È soltanto un fatto di autonomia produttiva o anche d’identità? Quando tutto si taglia gli unici che hanno accesso sono quelli che già sono in cima con un’identità forte che riflette e ripete solamente se stessa, generando così un fenomeno teatrale che si distanzia dalla novità e dall’originalità. L’originalità non sembra più essere un tema dell’arte contemporanea in Italia. L’originalità in altri momenti della storia dell’arte è stata sopravvalutata. Per apparire come artista dovevi fare qualcosa di molto differente dagli altri, anche se poi il lavoro di artista è sempre stato per tutti un lavoro di ricerca e di rischio. Quando il sistema va in crisi il denaro viene dato ai pochi che non rischiano mai e che solamente ripetono ciò che esiste come modello. I giovani non hanno speranza così perché dovranno formarsi al gusto di un sistema a cui non appartengono.
Ci sono convergenze tra Nuovo e Vecchio Continente? In Argentina, quando mi formavo, c’erano i teatri ufficiali che producevano testi classici con attori giovani dal gusto tradizionale senza la necessità di nuovi creatori, come qui da voi. L’unica differenza è che, non avendo sussidi di nessun tipo a Buenos Aires, ci sono nuovi creatori che generano i loro spazi. Dicono quello che vogliono dire così il pubblico li conosce, li riconosce e li ama molto. Tutto è più facile quando non esiste una dipendenza economica.
Nello specifico italiano, l’esperienza del Teatro Valle potrebbe rappresentare una possibilità di scardinamento delle porte regali del sistema? Il Valle è un’esperienza fantastica. Il rischio è che si trasformi in un simbolo e non in un motore di produzione. È fantastico perché mostra un’eccezione alla regola ma le regole continuano a esistere. Il denaro continua a essere in mano alle grandi istituzioni statali. Si possono fare le stesse cose ma è solo un’eccezione. A Buenos Aires la regola è invertita: c’è teatro in qualsiasi luogo si possa fare teatro e il pubblico lo guarda come qualcosa di divertente, intellettuale e crescente. Non un’eccezione.
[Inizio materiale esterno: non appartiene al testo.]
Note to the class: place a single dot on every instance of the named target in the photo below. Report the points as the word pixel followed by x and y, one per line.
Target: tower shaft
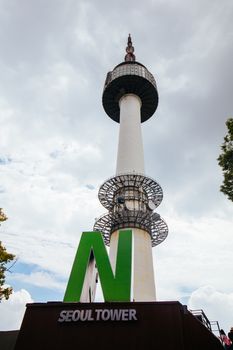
pixel 130 98
pixel 130 156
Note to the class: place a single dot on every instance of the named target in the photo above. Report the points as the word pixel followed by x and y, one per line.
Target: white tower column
pixel 130 156
pixel 130 98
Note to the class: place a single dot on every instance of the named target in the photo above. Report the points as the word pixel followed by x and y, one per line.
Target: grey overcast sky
pixel 57 145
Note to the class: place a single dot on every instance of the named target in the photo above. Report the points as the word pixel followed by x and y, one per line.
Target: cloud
pixel 62 146
pixel 12 310
pixel 41 279
pixel 217 305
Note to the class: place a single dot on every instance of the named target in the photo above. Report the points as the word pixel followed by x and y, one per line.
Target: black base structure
pixel 144 325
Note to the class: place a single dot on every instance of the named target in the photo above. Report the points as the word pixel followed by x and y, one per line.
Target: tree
pixel 225 160
pixel 5 258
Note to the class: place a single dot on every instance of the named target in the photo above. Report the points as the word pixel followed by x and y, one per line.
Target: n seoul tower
pixel 130 98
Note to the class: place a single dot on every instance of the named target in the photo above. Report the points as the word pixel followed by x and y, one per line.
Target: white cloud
pixel 12 310
pixel 41 279
pixel 62 144
pixel 217 305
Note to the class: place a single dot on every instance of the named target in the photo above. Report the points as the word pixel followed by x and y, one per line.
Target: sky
pixel 57 145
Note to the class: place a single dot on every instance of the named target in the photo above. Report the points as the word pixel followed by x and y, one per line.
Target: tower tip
pixel 129 57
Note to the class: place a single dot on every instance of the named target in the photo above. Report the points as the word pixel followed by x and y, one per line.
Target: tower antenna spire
pixel 129 57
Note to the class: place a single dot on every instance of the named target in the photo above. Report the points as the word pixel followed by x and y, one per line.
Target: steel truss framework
pixel 110 187
pixel 120 216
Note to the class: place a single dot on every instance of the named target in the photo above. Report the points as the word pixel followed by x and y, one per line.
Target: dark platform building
pixel 145 325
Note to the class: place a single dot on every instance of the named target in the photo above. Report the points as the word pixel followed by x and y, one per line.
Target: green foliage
pixel 5 258
pixel 225 160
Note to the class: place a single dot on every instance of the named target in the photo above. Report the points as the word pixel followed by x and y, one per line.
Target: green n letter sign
pixel 115 286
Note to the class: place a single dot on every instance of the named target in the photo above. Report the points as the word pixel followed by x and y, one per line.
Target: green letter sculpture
pixel 115 287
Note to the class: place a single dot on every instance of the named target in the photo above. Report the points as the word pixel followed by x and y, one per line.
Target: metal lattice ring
pixel 108 189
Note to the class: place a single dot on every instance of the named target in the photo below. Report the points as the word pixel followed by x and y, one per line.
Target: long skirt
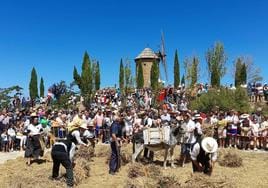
pixel 33 147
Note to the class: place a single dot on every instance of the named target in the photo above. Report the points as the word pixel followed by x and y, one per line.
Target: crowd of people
pixel 35 128
pixel 230 128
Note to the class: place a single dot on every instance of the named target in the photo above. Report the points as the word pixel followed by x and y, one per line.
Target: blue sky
pixel 53 35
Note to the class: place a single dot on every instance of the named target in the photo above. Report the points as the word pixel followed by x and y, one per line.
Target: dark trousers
pixel 151 154
pixel 114 164
pixel 206 165
pixel 62 158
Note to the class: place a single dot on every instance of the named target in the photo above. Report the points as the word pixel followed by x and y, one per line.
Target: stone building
pixel 147 57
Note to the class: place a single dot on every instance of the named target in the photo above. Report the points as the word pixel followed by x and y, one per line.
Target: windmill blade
pixel 163 55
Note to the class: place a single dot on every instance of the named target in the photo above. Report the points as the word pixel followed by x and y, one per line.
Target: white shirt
pixel 76 134
pixel 255 127
pixel 190 127
pixel 11 132
pixel 149 122
pixel 198 127
pixel 88 134
pixel 196 150
pixel 165 117
pixel 129 121
pixel 34 130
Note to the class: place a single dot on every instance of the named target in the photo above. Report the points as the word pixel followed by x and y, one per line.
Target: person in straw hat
pixel 89 134
pixel 62 153
pixel 76 129
pixel 33 145
pixel 116 134
pixel 204 155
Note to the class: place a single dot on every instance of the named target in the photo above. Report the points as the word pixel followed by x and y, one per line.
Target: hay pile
pixel 168 182
pixel 230 159
pixel 103 152
pixel 136 170
pixel 199 180
pixel 153 171
pixel 82 167
pixel 208 130
pixel 139 170
pixel 125 156
pixel 86 153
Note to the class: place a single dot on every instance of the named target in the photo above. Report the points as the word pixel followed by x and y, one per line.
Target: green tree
pixel 216 59
pixel 183 80
pixel 176 70
pixel 154 75
pixel 121 76
pixel 77 78
pixel 140 79
pixel 7 94
pixel 33 86
pixel 97 76
pixel 42 87
pixel 187 63
pixel 194 71
pixel 86 80
pixel 238 69
pixel 128 76
pixel 243 74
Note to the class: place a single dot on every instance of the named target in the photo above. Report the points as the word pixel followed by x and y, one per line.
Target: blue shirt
pixel 115 129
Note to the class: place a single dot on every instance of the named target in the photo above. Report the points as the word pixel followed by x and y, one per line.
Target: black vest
pixel 202 156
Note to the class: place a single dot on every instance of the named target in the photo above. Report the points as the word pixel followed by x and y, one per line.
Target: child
pixel 11 137
pixel 4 140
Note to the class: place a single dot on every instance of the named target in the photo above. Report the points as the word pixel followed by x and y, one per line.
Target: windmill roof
pixel 147 53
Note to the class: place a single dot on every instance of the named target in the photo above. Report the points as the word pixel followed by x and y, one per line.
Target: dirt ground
pixel 15 173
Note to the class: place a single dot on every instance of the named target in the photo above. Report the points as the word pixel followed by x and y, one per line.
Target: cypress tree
pixel 86 78
pixel 121 76
pixel 216 59
pixel 194 71
pixel 238 69
pixel 97 76
pixel 183 80
pixel 243 74
pixel 176 70
pixel 140 79
pixel 154 75
pixel 33 87
pixel 42 87
pixel 77 77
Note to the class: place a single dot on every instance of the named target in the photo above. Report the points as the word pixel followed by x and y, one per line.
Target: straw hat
pixel 84 125
pixel 244 116
pixel 33 114
pixel 91 124
pixel 209 144
pixel 197 116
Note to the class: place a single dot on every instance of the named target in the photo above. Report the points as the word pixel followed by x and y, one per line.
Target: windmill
pixel 162 55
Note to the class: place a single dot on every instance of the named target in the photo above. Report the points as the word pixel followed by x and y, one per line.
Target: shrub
pixel 224 99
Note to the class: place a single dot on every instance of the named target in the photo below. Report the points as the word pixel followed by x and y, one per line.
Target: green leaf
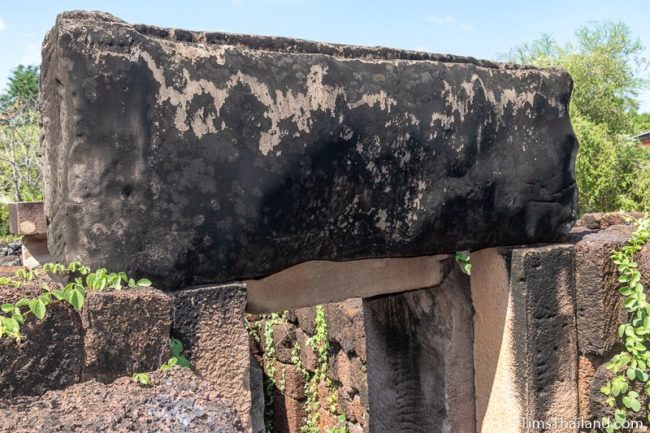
pixel 175 346
pixel 59 294
pixel 37 306
pixel 142 379
pixel 76 299
pixel 24 302
pixel 181 361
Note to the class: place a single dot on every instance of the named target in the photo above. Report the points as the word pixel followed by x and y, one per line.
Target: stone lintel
pixel 324 282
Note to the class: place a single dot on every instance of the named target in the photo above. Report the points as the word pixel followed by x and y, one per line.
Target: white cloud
pixel 31 55
pixel 439 20
pixel 466 27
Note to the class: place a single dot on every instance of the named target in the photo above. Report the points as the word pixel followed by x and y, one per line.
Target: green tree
pixel 20 148
pixel 641 122
pixel 606 64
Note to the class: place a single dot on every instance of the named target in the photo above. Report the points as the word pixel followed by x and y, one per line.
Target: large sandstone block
pixel 125 332
pixel 420 365
pixel 51 354
pixel 209 321
pixel 197 157
pixel 525 348
pixel 598 303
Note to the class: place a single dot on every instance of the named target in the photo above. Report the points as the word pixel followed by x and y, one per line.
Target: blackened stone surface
pixel 204 157
pixel 420 369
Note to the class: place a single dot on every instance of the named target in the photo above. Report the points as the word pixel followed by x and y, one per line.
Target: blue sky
pixel 482 29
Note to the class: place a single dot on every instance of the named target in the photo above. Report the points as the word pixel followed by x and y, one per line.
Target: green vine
pixel 464 261
pixel 176 359
pixel 319 344
pixel 13 315
pixel 630 366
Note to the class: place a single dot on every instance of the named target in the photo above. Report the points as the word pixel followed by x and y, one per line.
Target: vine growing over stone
pixel 74 293
pixel 630 366
pixel 319 344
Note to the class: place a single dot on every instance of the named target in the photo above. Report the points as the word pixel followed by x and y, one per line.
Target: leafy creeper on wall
pixel 630 366
pixel 74 293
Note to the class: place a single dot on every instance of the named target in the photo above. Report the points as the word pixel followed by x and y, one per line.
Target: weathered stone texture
pixel 178 402
pixel 203 157
pixel 209 320
pixel 420 365
pixel 598 303
pixel 27 218
pixel 117 333
pixel 324 282
pixel 345 367
pixel 525 343
pixel 125 332
pixel 51 354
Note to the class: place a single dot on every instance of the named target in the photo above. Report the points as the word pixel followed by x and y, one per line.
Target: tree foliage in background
pixel 607 67
pixel 20 148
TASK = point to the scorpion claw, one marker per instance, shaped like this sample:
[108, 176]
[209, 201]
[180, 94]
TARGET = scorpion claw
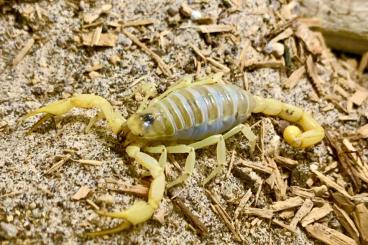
[123, 226]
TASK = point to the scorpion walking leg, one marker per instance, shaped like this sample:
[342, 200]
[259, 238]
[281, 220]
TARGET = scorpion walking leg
[313, 132]
[114, 118]
[189, 162]
[247, 132]
[140, 211]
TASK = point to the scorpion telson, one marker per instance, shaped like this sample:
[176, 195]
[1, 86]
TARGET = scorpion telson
[203, 113]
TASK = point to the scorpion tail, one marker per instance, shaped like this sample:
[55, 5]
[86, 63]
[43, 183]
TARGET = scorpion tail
[313, 131]
[115, 120]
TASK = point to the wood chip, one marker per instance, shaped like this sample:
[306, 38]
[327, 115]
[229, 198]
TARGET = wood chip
[95, 13]
[328, 235]
[283, 35]
[294, 78]
[301, 213]
[26, 48]
[288, 203]
[260, 212]
[81, 193]
[217, 64]
[312, 72]
[346, 222]
[137, 190]
[141, 22]
[224, 216]
[309, 38]
[198, 52]
[99, 39]
[359, 97]
[280, 187]
[316, 214]
[251, 64]
[194, 219]
[89, 162]
[242, 203]
[282, 224]
[361, 220]
[363, 63]
[257, 166]
[287, 162]
[330, 183]
[215, 28]
[58, 164]
[363, 131]
[164, 68]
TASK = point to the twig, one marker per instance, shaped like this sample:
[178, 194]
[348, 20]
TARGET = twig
[164, 68]
[27, 46]
[198, 224]
[224, 215]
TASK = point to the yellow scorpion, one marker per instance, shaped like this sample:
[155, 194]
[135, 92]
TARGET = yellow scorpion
[190, 115]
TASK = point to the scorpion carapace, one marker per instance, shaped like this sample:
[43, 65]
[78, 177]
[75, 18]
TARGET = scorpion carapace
[190, 115]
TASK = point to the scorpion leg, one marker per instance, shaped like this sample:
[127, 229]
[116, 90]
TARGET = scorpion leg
[161, 149]
[247, 132]
[189, 162]
[114, 118]
[313, 132]
[140, 211]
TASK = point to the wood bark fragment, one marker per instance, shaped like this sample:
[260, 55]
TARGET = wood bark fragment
[257, 166]
[312, 72]
[242, 203]
[26, 48]
[361, 220]
[215, 28]
[137, 190]
[294, 78]
[260, 212]
[316, 214]
[328, 235]
[99, 39]
[301, 213]
[287, 162]
[164, 68]
[330, 183]
[141, 22]
[81, 193]
[194, 219]
[224, 216]
[288, 203]
[346, 222]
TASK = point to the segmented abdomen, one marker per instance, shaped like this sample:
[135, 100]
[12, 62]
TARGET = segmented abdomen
[202, 110]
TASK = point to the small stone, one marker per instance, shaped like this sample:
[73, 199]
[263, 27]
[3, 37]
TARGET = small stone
[9, 230]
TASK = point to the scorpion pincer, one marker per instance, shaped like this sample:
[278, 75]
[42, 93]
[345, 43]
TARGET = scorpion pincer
[190, 115]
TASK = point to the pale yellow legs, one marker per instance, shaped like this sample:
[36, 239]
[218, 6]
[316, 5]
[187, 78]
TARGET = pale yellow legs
[114, 118]
[313, 132]
[140, 211]
[219, 140]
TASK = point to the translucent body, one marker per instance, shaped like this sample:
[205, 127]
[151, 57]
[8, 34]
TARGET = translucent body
[194, 113]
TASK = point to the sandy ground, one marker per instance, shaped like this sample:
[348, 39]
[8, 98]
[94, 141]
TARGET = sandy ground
[39, 207]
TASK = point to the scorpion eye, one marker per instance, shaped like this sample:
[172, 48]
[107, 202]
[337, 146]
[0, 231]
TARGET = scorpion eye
[148, 119]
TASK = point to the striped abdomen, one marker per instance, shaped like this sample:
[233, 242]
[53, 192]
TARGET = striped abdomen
[199, 111]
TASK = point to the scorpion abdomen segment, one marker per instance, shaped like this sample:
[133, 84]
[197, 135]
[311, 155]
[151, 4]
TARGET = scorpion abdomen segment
[199, 111]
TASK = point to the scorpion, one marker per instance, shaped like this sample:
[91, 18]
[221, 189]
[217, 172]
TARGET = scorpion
[190, 115]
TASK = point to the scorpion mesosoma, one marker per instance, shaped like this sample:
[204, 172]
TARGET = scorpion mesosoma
[190, 115]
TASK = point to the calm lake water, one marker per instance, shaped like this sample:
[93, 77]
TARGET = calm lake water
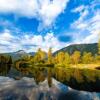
[37, 84]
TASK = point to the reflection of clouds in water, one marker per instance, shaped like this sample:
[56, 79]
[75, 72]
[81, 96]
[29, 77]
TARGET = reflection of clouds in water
[26, 89]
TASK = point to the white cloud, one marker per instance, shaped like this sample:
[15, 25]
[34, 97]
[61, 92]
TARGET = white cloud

Il cuore della creazione può pulsare portando al centro il fatto artistico e non solo la produzione economica… Il motore è far teatro, produrre teatro. Il concetto di produzione economica non è priorità da noi. Tutto quel che costa molto denaro è quasi sempre disprezzato a Buenos Aires. In Italia la tradizione produttiva porta ad avere spettacoli con una struttura scenografica e video carissima e importante. A Buenos Aires preferisco concentrarmi sulla creazione artistica ovvero il testo, l’interpretazione e la tecnologia narrativa. L’unica vera tecnologia è solo una: la capacità dell’attore di creare racconto.